Moving On

The Late-life Biker

I am a retired broadcast journalist, writer, and teacher who bought my first motorcycle at age 66.  Unlike the legions before me who “Live to ride, and ride to live,” I am cautiously and deliberately learning to ride, and riding to learn more about myself and my country and its people.  If nature, nurture, and my genes permit it, I’d like to do the same in some other countries, as well.

In my first life I was a skier, a SCUBA diver, a small plane pilot, and a trans-Atlantic sailor.  I have always been a reader of well-crafted escapist fiction.  I enjoy good wines and quality Irish and Scots whiskies.  I eat anything; I eat well; I over-eat often.  And I believe every good meal should begin with a great martini.

I grew up an army brat at a time when it was a rewarding way to live and to learn a lot of things that would reveal their value in later years.  More important, I was a lifelong Boy Scout– right up until the day I joined the navy at 17.   And taken individually and collectively those two organizations were the most important influences in molding me as a man.  My mother’s teachings  and her own personal example were equally influential in shaping my integrity, my work ethic, and my pride.

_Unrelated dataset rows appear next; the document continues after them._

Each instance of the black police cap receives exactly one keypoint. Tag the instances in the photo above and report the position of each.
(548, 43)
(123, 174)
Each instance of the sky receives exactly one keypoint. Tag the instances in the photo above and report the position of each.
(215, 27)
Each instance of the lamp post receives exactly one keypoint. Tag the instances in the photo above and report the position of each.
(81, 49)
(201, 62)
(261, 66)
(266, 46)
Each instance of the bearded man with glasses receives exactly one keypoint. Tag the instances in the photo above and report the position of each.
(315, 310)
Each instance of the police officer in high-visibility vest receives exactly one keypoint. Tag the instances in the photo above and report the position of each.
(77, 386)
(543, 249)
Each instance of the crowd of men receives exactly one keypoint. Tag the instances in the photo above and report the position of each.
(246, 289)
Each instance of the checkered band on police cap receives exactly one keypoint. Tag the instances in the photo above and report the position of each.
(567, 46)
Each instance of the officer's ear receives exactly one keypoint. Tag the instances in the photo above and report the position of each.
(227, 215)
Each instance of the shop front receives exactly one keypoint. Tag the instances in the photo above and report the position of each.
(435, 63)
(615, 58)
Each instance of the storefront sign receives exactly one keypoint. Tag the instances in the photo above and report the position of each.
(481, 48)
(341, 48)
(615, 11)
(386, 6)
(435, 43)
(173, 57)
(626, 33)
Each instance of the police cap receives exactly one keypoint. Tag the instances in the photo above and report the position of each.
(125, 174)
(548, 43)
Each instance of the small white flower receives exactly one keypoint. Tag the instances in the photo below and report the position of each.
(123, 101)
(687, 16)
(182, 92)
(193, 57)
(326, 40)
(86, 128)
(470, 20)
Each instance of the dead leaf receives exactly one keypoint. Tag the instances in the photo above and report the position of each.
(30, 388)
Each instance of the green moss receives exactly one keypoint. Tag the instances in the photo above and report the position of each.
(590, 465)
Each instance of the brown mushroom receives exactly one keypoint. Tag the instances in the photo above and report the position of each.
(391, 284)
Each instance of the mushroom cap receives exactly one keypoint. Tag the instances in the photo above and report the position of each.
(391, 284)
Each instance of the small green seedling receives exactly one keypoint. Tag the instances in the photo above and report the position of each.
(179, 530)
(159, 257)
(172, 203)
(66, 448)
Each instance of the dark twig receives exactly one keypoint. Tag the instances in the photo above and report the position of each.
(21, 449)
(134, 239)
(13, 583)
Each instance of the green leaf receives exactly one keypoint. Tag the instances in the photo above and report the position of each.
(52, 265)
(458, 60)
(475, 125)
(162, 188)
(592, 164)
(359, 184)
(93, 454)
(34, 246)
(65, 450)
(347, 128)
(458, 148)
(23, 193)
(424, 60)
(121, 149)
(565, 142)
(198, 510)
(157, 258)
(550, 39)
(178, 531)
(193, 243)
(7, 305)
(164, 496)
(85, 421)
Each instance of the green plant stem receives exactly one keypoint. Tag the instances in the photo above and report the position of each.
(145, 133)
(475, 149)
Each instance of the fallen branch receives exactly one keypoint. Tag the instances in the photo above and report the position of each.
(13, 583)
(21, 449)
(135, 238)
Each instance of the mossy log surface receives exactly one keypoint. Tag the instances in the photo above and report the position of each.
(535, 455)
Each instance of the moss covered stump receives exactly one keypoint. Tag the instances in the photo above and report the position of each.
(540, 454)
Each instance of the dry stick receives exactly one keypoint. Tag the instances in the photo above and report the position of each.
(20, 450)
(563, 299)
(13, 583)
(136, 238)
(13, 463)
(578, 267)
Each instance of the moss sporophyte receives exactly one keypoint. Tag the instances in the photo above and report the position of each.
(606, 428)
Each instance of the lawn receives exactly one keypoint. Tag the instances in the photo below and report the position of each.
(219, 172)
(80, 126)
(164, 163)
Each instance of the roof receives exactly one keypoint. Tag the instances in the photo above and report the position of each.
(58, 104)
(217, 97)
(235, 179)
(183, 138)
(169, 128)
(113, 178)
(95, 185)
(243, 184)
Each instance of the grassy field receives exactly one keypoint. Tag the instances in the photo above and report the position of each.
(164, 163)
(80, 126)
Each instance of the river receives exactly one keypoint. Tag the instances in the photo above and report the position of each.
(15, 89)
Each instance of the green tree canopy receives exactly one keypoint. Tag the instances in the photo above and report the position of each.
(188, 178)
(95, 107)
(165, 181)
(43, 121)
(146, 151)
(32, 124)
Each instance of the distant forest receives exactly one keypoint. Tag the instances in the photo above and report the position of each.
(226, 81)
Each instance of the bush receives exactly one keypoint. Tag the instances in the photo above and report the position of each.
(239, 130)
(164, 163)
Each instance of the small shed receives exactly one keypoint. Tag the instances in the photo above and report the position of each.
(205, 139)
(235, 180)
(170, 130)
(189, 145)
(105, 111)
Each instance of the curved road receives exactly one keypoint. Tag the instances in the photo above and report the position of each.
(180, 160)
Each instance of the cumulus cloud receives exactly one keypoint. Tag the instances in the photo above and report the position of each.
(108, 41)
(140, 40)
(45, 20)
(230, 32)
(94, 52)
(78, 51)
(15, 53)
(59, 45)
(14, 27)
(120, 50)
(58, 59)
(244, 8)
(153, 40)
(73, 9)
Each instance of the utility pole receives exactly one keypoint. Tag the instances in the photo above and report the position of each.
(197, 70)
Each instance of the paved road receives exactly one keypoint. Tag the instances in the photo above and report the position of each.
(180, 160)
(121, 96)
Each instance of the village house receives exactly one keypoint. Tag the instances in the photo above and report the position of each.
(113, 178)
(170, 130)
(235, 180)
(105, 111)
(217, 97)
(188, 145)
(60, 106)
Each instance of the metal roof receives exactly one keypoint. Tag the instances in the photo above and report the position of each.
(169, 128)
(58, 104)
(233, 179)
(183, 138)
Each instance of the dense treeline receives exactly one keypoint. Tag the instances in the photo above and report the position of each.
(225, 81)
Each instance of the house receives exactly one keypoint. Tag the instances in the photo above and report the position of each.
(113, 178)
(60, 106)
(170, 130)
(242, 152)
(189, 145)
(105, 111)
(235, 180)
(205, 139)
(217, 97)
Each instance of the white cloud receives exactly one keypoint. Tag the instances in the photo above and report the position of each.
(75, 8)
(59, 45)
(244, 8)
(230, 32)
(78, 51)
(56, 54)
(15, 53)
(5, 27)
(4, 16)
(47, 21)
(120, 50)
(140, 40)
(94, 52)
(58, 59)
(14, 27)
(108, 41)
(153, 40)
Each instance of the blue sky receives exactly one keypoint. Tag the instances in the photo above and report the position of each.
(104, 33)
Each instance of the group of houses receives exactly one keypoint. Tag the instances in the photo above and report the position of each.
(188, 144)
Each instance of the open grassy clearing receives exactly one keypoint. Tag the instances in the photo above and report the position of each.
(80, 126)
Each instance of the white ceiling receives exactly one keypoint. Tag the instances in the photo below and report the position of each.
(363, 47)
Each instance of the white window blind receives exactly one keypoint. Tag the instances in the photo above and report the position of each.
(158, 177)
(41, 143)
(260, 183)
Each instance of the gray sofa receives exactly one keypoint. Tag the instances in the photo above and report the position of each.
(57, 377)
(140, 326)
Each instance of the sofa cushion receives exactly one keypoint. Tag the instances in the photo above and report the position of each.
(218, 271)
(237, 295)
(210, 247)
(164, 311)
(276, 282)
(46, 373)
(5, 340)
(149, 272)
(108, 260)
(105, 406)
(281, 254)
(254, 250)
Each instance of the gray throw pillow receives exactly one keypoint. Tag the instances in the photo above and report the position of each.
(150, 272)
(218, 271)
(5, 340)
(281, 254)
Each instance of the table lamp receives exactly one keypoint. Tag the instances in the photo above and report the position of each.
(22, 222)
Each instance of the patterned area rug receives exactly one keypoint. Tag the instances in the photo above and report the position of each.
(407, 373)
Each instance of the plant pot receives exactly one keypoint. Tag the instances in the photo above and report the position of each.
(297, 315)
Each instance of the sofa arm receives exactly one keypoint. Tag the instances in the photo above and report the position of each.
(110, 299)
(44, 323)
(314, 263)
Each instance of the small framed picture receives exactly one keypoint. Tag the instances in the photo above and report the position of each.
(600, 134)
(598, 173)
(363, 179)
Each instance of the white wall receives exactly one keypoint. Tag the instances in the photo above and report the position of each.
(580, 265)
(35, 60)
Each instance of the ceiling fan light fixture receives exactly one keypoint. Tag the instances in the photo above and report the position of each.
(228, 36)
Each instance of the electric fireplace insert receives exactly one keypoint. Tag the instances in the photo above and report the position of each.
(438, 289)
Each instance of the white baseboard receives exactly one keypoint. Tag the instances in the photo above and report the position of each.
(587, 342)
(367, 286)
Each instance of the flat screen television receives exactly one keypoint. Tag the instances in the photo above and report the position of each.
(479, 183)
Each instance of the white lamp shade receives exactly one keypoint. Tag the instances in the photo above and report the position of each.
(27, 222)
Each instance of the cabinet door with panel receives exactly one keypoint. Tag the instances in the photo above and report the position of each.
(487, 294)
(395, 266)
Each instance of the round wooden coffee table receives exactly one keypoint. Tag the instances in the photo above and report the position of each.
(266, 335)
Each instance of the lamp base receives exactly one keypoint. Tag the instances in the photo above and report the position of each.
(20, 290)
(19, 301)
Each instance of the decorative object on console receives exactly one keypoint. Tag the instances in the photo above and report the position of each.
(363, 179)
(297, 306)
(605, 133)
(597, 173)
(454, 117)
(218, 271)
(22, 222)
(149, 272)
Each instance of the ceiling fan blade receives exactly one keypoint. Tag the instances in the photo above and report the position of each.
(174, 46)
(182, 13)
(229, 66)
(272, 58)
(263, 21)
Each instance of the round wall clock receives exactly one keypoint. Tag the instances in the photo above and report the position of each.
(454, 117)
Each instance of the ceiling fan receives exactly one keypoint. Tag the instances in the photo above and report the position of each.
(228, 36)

After my four years of naval service I was a moderately unsuccessful college student.  I was rescued from classroom embarrassment by an inspiring and rewarding career that overtook me.  And– over time– it allowed me to discover my academic self and try again– earning a  masters degree with honors.  Eventually I would serve on the journalism faculty of a prestigious and respected university.

In winter pelt.

Religiously, I’m a freelancer. I long ago rejected fear, awe, and intimidation as sound inspirations for morality.  Since then, my god(s) and I have enjoyed a mutually respectful relationship that is really no one else’s business.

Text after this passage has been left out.